Un gesto di solidarietà è costato il posto. E’ quello che è accaduto a Giuseppina Brancaccio, 40enne infettivologa napoletana, costretta a lasciare il nuovo posto di lavoro per aiutare colleghi e pazienti delle aree più colpite dal Covid. La dottoressa, che racconta a Repubblica la sua storia, ha messo in luce un’amara verità di un’istituzione, l’Azienda universitaria Vanvitelli, che le ha rifiutato il nullaosta per un comando a Padova. “A Napoli mi sono specializzata e ho conseguito il dottorato, facendo la borsista – ha spiegato Brancaccio -. Due anni fa vinsi un concorso per un posto di ricercatore a tempo determinato in Malattie infettive all’università di Padova. Ero orgogliosa, di me e del Sud, per avercela fatta solo grazie al mio curriculum. Sono stati 24 mesi di esperienze, scientifiche e umane”.

Quando però a settembre scorso, venne indetto dal Vanvitelli un concorso per una posizione professionale che avrebbe fatto avanzare di carriere l’ infettivologa, la donna fece subito domanda: “A settembre dell’anno scorso seppi di un concorso bandito dalla Vanvitelli per un posto, anche qui da ricercatore, di tipo B. Vuol dire che rispetto al ruolo rivestito a Padova, dopo tre anni e, successivamente a una valutazione scientifica, sarei stata stabilizzata e inquadrata come professore associato. Per me la Vanvitelli rappresentava un avanzamento di carriera con l’opportunità di far parte da docente dell’ateneo dove mi sono formata”. Un bando che per altro la Brancaccio vinse poi a pieno titolo: “Presi servizio a dicembre, ma non fu semplice lasciare Padova, dove lavoravo bene, apprezzata dal direttore, il professore Andrea Crisanti, e dai colleghi. Tanto che fino all’ultimo hanno sperato che rinunciassi a trasferirmi. Ma dovevo farlo, oltre che pe la promozione, anche per tornare nella mia terra e tra i miei affetti. Era l’opportunità per interrompere una fuga”.

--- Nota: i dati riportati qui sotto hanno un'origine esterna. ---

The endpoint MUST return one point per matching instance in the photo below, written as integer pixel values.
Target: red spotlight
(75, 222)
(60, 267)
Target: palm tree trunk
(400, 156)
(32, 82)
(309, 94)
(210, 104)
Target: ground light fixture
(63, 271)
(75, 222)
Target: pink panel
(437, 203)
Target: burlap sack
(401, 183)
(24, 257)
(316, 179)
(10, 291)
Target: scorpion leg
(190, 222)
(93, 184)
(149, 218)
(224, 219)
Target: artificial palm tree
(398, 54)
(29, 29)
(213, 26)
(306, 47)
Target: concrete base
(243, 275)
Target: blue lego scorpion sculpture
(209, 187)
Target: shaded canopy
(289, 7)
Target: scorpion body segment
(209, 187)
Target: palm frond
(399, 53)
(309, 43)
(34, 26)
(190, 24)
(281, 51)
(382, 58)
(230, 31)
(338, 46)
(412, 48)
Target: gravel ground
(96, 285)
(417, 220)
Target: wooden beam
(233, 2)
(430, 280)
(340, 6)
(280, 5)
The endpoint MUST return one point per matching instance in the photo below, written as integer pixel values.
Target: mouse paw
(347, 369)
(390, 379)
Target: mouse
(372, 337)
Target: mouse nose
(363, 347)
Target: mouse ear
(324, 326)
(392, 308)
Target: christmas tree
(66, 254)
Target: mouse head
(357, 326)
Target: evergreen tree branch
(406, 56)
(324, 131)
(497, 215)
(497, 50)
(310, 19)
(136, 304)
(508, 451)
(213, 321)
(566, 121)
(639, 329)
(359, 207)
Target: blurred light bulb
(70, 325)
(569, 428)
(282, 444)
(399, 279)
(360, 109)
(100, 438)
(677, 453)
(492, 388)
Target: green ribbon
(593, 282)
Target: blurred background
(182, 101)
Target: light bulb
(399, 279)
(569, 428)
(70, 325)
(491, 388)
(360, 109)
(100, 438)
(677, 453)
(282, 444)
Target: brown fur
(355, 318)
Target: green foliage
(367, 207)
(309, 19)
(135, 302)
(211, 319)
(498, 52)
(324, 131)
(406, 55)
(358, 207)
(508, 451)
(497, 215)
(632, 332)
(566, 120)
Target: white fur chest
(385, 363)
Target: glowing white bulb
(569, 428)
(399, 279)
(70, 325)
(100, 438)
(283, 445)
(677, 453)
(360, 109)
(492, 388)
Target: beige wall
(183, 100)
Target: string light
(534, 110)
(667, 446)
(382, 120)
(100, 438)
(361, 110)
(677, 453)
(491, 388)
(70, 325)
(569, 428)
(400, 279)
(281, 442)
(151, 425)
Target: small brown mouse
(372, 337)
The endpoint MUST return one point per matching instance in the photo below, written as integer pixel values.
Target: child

L’arrivo della la pandemia da Covid-19 però mise l’ infettivologa di fronte a un bivio: “Mai avrei pensato di dover scegliere tra il dovere di correre in aiuto e la necessità di salvaguardare la carriera. Un focolaio tra i più gravi, dopo quello lombardo di Codogno, era scoppiato nel Veneto, a Vò Euganeo. E così, ai primi di marzo fui contattata dall’azienda ospedaliera di Padova, attraverso il manager: mi chiedevano la disponibilità a dare una mano, tornando lassù per un periodo limitato. Dissi subito di sì. Ma dovetti chiedere l’autorizzazione all’ateneo Vanvitelli, mio datore di lavoro. E da qui ebbi un rifiuto. Eppure sarebbe stato un gesto di solidarietà istituzionale”. Secondo la dottoressa, la motivazione addotta dalla struttura ospedaliera fu che l’emergenza c’era anche in Campania, nonostante a quel tempo non ci fosse un allarme come quello vissuto in Veneto.
Dopo il rifiuto del Vanvitelli, la Brancaccio non ebbe dubbi sul da farsi, anche se avrebbe comportato per lei delle conseguenze amare: “Mi sono ritrovata in una situazione paradossale: costretta a licenziarmi, e così in pochi secondi ho dovuto rinunciare ai traguardi raggiunti con tanti sacrifici perché sentivo di dover aiutare i colleghi e i pazienti delle aree più colpite”, ha raccontato la dottoressa. Un gesto di grande coraggio e profondo senso etico, che al momento non ha purtroppo premiato la donna neanche qui a Padova. “Al futuro cerco di non pensarci. Ho un contratto a termine, di sei mesi, si vedrà. Ormai le cose stanno così, sono tornata precaria…”.